Además de un análisis detallado de la transmisión sináptica en un microcircuito emparejado grabaciones neuronales definidas también permitir que el estudio de las reglas de plasticidad sináptica 30,31 o - en combinación con la aplicación agonista / antagonista - la modulación de la transmisión sináptica por los neurotransmisores tales como la acetilcolina 32 y adenosina 33.

Protocolo

Todos los procedimientos experimentales se han llevado a cabo de conformidad con la Directiva de la UE para la Protección de los Animales, la Ley de Bienestar Animal Alemán (Tierschutzgesetz) y las Directrices de la Federación de Asociaciones de Ciencia Animal de Laboratorio Europeo.

1. Configuración de Electrofisiología

Antes de comenzar con la grabación emparejado, un electrofisiología configuración tiene que ser construido. Un breve resumen de cómo se monta una puesta a punto tal es la siguiente:

  1. Instalar una mesa anti-vibración en el que se colocarán el microscopio, los manipuladores y el resto del equipo.
    NOTA: la vibración o cualquier otro tipo de movimiento tiene que ser tan pequeño como sea posible cuando la grabación de las conexiones sinápticas porque esto requiere un cambio de pipetas (búsqueda electrodo sustituido por electrodo de registro).
  2. Coloque una jaula de Faraday alrededor de la mesa anti-vibración para reducir el ruido eléctrico. Conecte todos los equipos dentro de la ca Faradayge con la tierra eléctrica.
  3. Instale un microscopio con un eje enfoque motorizado que se basa en una mesa XY motorizada sobre la mesa anti-vibración de acuerdo con las instrucciones del fabricante. Esto permite mover de forma fiable el microscopio para las neuronas que no están en el mismo campo de vista, ya que es el caso para las conexiones translaminar en el neocórtex.
  4. Instalar una cámara de vídeo en el puerto de la cámara del microscopio y conéctelo a analógico y / o pantallas digitales para observar la preparación rebanada y el movimiento de los electrodos. Utilice una cámara, que se puede cambiar entre una una imagen de primer plano de bajos y una magnificación de alta potencia para obtener una visión general y, respectivamente, de la pareja de células neuronales sinápticamente acoplado. Esto también ayuda a controlar el movimiento de los electrodos de conexión.
  5. Instalar una mesa muestra que contiene una inserción para la cámara de baño (perforado en la casa de un bloque de plexiglás) para la preparación de cortes de cerebro. Esta tabla muestra no debe estar conectado a lamicroscopio, es decir, debe ser fijado a la mesa de aire y el microscopio debe ser maniobrable debajo de ella.
  6. Monte dos (o más si es necesario) micromanipuladores de alta precisión que se pueden mover en las tres dimensiones. Instale patch-clamp preamplificador de los manipuladores y conectarlos al amplificador principal.
    NOTA: Si manipuladores adicionales necesarios se pueden instalar para, por ejemplo, más de dos pre-amplificadores, electrodos de estimulación extracelular, sistemas de liberación de fármacos, etc.
  7. Coloque la cámara de baño en la tabla de muestras. Instale una entrada de la solución y de salida y conectarlos al sistema de perfusión.
  8. Utilice una bomba peristáltica para mantener la perfusión de la cámara de registro con líquido cefalorraquídeo artificial (ACSF; Tabla 1) a una velocidad de flujo estable de 4 - 6 ml / min para la viabilidad óptima rebanada.
    NOTA: No exceda este caudal significativamente, ya que dará lugar a la turbulencia en el ASCF y por lo tanto el movimiento de la rebanada.
  9. Instale los soportes para la sonda de temperatura y Ag / AgCl electrodo de masa sobre la mesa de la muestra.

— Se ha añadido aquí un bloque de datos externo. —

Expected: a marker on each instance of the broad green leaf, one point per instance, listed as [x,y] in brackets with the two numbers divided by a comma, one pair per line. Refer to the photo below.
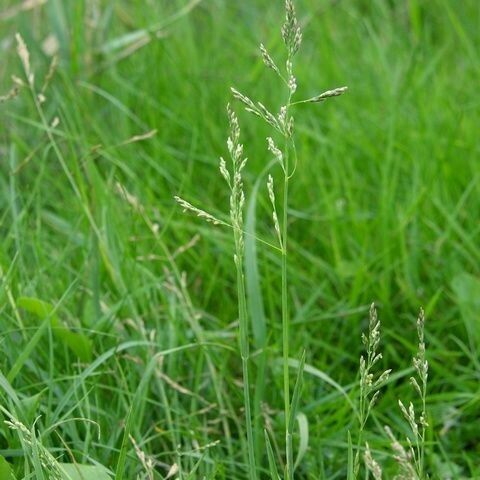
[78,343]
[76,471]
[6,472]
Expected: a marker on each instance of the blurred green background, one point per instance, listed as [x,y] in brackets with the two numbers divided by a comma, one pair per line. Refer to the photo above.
[384,208]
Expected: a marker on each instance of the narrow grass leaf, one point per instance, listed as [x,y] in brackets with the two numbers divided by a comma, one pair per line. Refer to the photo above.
[6,472]
[271,459]
[296,394]
[350,473]
[303,430]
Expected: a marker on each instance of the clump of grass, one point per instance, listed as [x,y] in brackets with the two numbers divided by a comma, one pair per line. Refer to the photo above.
[370,382]
[410,459]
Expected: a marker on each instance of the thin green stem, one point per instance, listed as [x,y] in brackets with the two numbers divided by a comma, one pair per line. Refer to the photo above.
[285,313]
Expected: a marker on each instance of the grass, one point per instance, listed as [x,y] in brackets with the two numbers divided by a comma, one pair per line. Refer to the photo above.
[383,207]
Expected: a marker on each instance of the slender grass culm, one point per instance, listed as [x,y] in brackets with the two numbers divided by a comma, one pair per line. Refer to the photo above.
[286,158]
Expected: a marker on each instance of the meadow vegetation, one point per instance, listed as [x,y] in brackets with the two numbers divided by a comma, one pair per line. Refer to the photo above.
[139,342]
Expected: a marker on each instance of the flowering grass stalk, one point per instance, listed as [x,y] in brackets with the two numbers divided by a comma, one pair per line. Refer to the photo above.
[286,157]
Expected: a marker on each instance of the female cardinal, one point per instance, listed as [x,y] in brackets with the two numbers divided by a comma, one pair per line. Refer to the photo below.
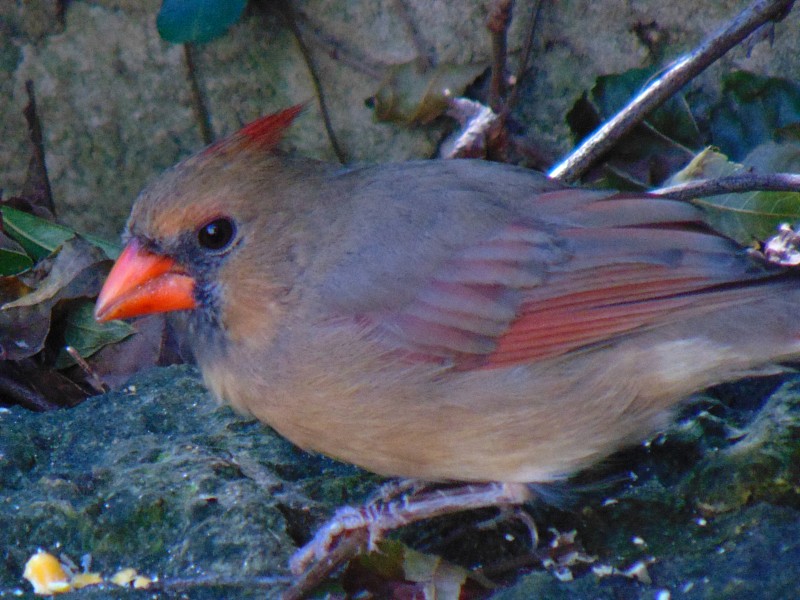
[444,320]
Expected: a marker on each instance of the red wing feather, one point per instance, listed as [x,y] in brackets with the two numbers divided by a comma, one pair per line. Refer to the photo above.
[524,296]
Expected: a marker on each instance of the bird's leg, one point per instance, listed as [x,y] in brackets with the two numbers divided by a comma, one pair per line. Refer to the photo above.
[379,517]
[514,513]
[396,487]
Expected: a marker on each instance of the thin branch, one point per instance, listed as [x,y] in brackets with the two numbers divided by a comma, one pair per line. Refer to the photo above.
[288,14]
[513,97]
[662,88]
[424,58]
[745,182]
[37,182]
[179,584]
[198,103]
[13,392]
[497,23]
[336,49]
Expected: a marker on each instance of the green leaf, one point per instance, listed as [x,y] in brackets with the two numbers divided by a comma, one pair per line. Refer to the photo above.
[754,216]
[753,110]
[181,21]
[13,258]
[88,336]
[40,237]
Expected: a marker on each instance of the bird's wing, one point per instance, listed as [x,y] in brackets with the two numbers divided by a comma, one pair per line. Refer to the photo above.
[611,267]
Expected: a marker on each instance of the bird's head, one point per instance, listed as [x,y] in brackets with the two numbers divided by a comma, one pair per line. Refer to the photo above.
[198,231]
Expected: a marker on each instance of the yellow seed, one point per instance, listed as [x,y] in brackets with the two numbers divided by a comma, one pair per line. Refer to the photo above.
[124,577]
[46,574]
[82,580]
[141,582]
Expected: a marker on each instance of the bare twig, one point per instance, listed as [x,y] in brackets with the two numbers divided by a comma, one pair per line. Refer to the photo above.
[744,182]
[527,47]
[16,393]
[37,183]
[198,102]
[337,49]
[288,14]
[497,23]
[663,87]
[179,584]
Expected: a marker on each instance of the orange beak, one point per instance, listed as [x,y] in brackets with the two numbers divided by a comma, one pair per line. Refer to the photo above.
[142,282]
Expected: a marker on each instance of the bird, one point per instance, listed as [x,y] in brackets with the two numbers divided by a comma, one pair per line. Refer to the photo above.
[446,321]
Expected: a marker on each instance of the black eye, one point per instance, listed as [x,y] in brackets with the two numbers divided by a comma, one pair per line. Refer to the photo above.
[217,234]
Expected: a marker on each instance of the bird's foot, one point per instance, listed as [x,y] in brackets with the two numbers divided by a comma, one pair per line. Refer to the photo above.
[375,519]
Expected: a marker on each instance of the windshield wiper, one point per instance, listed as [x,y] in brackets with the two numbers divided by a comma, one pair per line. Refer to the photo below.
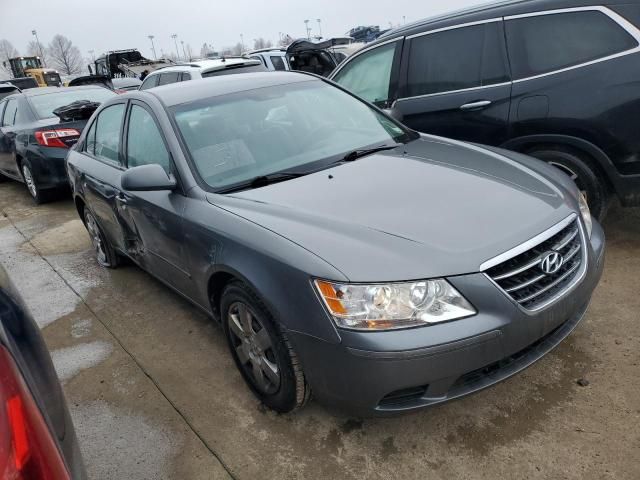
[263,181]
[363,152]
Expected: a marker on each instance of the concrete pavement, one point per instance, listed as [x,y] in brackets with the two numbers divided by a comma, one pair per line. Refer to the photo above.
[155,394]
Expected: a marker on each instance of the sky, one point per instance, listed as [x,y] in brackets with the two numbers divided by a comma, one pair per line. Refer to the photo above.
[114,25]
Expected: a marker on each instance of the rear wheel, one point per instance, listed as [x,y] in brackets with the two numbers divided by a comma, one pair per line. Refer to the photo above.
[262,351]
[106,256]
[583,172]
[39,196]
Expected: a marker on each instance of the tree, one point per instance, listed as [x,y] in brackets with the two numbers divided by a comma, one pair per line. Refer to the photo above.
[7,51]
[33,49]
[260,43]
[64,55]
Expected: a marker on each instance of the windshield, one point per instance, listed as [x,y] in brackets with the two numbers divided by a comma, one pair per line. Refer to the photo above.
[235,138]
[44,105]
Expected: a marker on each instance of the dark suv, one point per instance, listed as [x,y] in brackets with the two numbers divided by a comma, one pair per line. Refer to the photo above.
[559,80]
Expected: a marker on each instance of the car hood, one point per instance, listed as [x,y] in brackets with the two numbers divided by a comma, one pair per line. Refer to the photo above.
[427,209]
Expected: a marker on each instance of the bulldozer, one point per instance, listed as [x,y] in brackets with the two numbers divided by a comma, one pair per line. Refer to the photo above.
[32,67]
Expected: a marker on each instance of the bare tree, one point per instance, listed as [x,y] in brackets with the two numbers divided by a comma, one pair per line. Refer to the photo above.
[64,55]
[7,51]
[260,43]
[34,49]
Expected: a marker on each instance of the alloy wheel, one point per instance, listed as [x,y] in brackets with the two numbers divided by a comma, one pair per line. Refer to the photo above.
[28,179]
[96,239]
[254,348]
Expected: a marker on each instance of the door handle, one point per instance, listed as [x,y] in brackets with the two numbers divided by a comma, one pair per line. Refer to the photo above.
[479,105]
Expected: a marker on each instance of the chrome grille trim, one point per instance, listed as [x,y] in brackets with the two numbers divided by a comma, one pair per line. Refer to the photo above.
[515,272]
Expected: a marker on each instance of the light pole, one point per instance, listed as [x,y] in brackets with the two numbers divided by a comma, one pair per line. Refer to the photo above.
[184,55]
[153,48]
[175,41]
[35,34]
[306,25]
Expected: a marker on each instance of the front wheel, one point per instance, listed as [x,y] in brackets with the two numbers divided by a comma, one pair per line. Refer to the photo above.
[106,256]
[262,351]
[584,174]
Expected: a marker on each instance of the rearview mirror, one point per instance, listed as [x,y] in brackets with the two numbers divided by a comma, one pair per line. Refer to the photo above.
[147,178]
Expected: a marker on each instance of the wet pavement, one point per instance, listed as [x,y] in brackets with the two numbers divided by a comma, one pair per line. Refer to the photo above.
[154,393]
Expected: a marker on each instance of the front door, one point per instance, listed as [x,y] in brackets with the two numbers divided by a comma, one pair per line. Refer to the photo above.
[8,163]
[101,184]
[153,220]
[456,83]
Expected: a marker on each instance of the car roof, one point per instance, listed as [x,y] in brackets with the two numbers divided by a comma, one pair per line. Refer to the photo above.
[207,65]
[485,12]
[34,92]
[185,92]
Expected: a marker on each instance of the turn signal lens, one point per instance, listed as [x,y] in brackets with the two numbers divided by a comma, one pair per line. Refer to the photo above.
[392,306]
[56,138]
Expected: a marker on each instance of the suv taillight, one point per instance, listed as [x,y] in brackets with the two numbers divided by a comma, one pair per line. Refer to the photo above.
[27,448]
[57,138]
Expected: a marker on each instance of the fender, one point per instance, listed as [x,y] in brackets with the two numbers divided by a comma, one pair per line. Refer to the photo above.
[520,144]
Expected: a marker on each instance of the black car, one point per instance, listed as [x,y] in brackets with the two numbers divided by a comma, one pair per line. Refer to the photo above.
[34,140]
[556,79]
[38,438]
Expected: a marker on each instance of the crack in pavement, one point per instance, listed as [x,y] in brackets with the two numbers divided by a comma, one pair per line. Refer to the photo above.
[224,465]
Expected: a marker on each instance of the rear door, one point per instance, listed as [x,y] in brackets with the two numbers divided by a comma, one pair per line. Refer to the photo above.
[7,138]
[102,167]
[455,82]
[153,220]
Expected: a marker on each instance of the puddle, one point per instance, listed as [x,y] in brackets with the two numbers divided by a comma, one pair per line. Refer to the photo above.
[72,360]
[117,444]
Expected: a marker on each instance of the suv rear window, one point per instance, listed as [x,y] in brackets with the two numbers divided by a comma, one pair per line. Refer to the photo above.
[457,59]
[549,42]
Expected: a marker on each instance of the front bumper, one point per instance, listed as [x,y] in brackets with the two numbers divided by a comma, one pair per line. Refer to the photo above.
[377,373]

Esto es necesario para permitir que la sonda y el electrodo a la muestra del baño en la cámara.
  10. Para una buena visibilidad de las neuronas en la preparación rebanada utilizar iluminación infrarroja en el microscopio. Esto reduce difracción de la luz y por lo tanto las imágenes borrosas. Asegúrese de que el microscopio está equipado con óptica de contraste de interferencia diferencial para lograr una "visualización 3D' similar. Esto ayudará a parchar las neuronas y permitiría atender las neuronas de profundidad en el corte (60 micras o más profundo).
  11. Durante el experimento, mantener rodajas de cerebro en una cámara experimental con un cubreobjetos de vidrio en la parte inferior. Coloque una "arpa platino 'en la parte superior de la rebanada para evitar rebanadas flote. Un arpa de platino se hace de forma de U, alambre de platino aplanado con las cadenas de hilo dental pegados en la misma.
  12. Mantenga la ACSF perfusión del rebanada a la temperatura de 32 - 35 ° C para asegurar optControl imal de oxigenación y pH. Esto se puede hacer mediante el calentamiento de la solución con un dispositivo Peltier instalado cerca de la entrada ACSF en la cámara de baño.
    NOTA: Utilice la cubierta ultrafina resbala por lo que incluso los condensadores de microscopio con una alta apertura numérica y corta distancia de trabajo se pueden centrar en la muestra. Esto es necesario para una iluminación óptima de la rebanada.
    Para una imagen y una descripción de un electrofisiología configuración optimizada para grabaciones pareadas en la preparación de cortes de cerebro véase la Figura 4 en la Ref. 34.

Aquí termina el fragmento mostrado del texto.